Machine Learning

How the Nano Banana got its name

Back in late July, the team was hard at work preparing the first version of the model for launch, teasing out annoying bugs and testing. They were already locked in on the technical name – Gemini 2.5 Flash Image – but one important detail was still missing: LMArena's public codename.

LMArena is a public platform designed to test AI models with anonymous, crowdsourced pairwise comparisons. Users submit information and receive responses from two anonymous models. They vote for the best answer, and the platform reveals which models were used.

While LMArena showcases released models, it's also a powerful testing ground. Teams often deploy developing models to gather early performance signals and real-world, human feedback. Because these models are still being refined, using a code name is important.

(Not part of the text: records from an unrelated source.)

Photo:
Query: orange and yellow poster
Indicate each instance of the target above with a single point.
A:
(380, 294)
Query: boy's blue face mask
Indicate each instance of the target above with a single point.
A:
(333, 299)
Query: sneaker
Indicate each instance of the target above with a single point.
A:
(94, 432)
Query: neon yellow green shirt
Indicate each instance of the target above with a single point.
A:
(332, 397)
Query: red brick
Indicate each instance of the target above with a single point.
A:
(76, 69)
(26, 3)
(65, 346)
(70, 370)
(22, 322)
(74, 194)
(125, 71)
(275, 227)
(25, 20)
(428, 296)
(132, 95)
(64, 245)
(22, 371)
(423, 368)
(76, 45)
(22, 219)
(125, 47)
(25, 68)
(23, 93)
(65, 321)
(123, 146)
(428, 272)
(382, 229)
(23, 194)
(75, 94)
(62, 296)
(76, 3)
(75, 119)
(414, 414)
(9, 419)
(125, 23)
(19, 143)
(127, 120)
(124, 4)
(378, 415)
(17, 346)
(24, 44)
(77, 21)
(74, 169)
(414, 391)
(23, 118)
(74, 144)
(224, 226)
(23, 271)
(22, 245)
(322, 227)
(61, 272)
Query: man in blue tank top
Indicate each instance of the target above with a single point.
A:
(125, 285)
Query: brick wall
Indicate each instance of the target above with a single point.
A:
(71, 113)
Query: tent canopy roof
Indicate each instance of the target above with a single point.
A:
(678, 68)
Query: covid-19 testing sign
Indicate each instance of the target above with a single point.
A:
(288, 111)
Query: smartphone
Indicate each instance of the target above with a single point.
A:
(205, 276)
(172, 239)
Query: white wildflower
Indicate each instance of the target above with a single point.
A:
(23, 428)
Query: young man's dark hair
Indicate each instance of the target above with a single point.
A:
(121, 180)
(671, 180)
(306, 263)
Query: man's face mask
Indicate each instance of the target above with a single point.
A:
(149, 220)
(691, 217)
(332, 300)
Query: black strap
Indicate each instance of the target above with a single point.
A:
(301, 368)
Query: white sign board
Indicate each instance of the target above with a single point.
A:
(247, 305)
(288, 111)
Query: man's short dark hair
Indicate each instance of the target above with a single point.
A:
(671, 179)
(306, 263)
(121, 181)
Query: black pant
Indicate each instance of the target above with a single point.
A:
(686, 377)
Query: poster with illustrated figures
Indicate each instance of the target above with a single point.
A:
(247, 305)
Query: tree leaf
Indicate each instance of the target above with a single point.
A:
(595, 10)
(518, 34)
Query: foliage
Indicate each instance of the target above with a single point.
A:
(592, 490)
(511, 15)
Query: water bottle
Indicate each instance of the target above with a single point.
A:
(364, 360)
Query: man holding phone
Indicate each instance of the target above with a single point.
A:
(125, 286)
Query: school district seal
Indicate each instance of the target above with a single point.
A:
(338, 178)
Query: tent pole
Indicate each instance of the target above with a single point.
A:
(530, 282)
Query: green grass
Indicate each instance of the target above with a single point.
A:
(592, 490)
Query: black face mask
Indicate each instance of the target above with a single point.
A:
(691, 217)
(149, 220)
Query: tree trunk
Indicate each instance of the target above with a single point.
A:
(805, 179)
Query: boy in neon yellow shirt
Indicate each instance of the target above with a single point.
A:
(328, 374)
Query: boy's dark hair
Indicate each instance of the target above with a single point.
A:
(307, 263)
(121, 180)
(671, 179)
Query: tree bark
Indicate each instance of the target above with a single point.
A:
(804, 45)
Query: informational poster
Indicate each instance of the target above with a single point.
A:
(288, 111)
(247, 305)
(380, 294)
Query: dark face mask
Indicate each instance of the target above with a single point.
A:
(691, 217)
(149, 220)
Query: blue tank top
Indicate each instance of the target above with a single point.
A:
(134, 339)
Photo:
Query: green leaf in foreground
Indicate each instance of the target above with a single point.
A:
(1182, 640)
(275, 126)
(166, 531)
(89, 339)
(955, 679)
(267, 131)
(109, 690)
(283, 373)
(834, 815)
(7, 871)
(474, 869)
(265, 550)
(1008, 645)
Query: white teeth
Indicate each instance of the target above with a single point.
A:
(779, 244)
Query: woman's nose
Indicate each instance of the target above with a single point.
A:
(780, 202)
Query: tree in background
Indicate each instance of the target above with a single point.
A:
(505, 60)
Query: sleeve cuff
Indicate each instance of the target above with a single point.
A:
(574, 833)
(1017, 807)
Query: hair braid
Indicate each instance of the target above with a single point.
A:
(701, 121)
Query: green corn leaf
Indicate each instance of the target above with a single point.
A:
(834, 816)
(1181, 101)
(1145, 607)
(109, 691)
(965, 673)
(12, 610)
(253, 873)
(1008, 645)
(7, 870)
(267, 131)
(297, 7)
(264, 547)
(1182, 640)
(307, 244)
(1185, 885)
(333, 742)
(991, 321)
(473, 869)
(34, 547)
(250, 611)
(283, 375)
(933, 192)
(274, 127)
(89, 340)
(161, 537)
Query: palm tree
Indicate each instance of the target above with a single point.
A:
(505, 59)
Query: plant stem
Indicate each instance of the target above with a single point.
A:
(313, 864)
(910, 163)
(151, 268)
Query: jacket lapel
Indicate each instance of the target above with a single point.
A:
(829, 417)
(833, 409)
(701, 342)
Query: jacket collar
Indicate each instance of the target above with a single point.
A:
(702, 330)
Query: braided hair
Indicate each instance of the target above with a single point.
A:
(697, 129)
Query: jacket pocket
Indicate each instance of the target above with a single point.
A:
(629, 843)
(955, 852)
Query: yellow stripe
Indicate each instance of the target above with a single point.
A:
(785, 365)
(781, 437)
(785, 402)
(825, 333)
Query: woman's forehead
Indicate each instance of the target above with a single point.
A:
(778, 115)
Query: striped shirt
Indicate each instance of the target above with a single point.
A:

“We pushed the codename discussion until the last minute,” said Product Manager Naina Raisinghani. “So at 2:30 in the morning, one of the PMs texted me saying we need to send it, and I said, 'Okay, how about something funny like 'Nano Banana'?' And they're like, 'Yeah, sure. That makes absolutely no sense.'”

The reason that idea came to Naina? It is a variation of his nickname. “Some of my friends call me Naina Banana, others call me Nano because I'm short and I like computers. “And it's appropriate because it was the Flash model.”

The team presented the Nano Banana at LMArena in early August – and the model was ripe for the virus. Users are amazed by its powerful editing capabilities, such as its ability to preserve human likeness and creatively arrange multiple photos together. Then they saw the name. And social media went bananas.

Naina says: “People are responding very well.